Medical image processing is becoming one of the most efficient and reliable medical engineering applications due to the major advances in segmentation and computational techniques. Image processing is used to analyze x-ray and blood smear images for early diseases diagnosis such as anemia, kidney tumors, and lung diseases. Clinically, to measure the number of blood cells and evaluate their characteristics, a complete blood count (CBC) is required. In biomedicine, CBC is used to analyze patient’s overall health and detect blood diseases or abnormal immunological reaction by measuring the number and/or morphology of red blood cells (RBCs) and white blood cells (WBCs). Traditional processes for CBC rely on human assistance, where counting and classifying cells are done manually through a microscope. Those techniques are usually inaccurate, time consuming, and may lead to erroneous results as the whole process is subject to human factors. Currently, some hospitals and laboratories start applying sophisticated analyzers which use laser flow cell sensors to detect and count different blood elements and cells automatically. However, those instruments are very expensive and most of laboratories and hospitals in rural places are unable to afford such sophisticated and efficient equipment. Hence, a computer-based solution is required to automate the CBC and reduce its cost.

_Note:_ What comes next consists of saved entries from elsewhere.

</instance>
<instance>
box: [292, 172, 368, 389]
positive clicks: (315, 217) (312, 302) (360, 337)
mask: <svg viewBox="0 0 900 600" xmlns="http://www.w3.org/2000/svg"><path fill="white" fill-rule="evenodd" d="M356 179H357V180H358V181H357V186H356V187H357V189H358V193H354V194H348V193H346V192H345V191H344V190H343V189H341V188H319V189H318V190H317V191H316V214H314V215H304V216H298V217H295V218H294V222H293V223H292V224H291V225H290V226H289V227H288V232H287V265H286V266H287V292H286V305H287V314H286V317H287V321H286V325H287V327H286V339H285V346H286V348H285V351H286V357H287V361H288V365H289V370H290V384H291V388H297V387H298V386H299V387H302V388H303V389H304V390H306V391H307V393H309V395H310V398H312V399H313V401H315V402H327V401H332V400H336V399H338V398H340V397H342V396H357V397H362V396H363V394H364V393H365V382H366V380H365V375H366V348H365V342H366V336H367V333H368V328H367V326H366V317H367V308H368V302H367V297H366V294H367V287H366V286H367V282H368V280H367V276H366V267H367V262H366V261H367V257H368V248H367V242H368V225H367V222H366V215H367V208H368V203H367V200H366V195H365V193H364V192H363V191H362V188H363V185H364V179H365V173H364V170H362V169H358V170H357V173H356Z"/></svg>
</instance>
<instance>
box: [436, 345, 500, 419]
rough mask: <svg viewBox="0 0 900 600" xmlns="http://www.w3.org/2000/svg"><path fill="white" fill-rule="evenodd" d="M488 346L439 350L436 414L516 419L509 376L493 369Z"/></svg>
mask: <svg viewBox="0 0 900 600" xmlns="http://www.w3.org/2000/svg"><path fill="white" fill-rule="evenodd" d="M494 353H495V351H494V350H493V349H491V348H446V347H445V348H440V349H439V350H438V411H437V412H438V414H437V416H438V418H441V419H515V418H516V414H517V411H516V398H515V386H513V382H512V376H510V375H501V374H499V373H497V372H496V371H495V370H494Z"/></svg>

Recently, microscopic image processing has received more attention and has shown impressive improvements in biomedicine to enable diagnostic tests for diverse healthcare applications. Different approaches have been suggested in literature in order to automate RBCs and WBCs counting. Most of those studies focused on images filtering and pre-processing to enhance cells segmentation and counting. Meanwhile, artificial intelligence (AI) is also witnessing an increasing proliferation in biomedicine and researchers are investigating its use in real world and healthcare applications through machine learning techniques and neural network computing. In fact, AI proved its efficiency in bioclinical medicine, molecular medicine, and medical imaging especially in pattern recognition and image segmentation. In this research, a novel framework that automatically counts and classifies different blood cells, i.e.,  RBCs and WBCs, in a given microscopic blood smear image using a combination of convolutional neural network (CNN), transfer learning, and mask R-CNN techniques. The objective is to apply image segmentation techniques in order to locate, predict boundaries, classify, and count RBCs and WBCs in blood smear images. Unlike previous studies which relied on traditional image processing techniques and image segmentation, in this work, we advocate the use of mask R-CNN for not only its efficiency in object detection and classification but also for its performance in instance segmentation. As a result, it can be utilized to detect different cells blood smears and differentiate between overlapped cells and objects belonging to the same class. In this context, we propose the use of Resnet-101 as a backbone for feature pyramid network model and Microsoft common objects in context (MS-COCO) pre-trained model to initiate the neural network model weights. In addition, data augmentation and regulation techniques are applied to enhance the model detection and reduce the counting error. The obtained results reveal a highly detection rate of different blood cells. In addition, unlike other state-of-the-art techniques, our proposed method has the ability to identify overlapped and faded cells.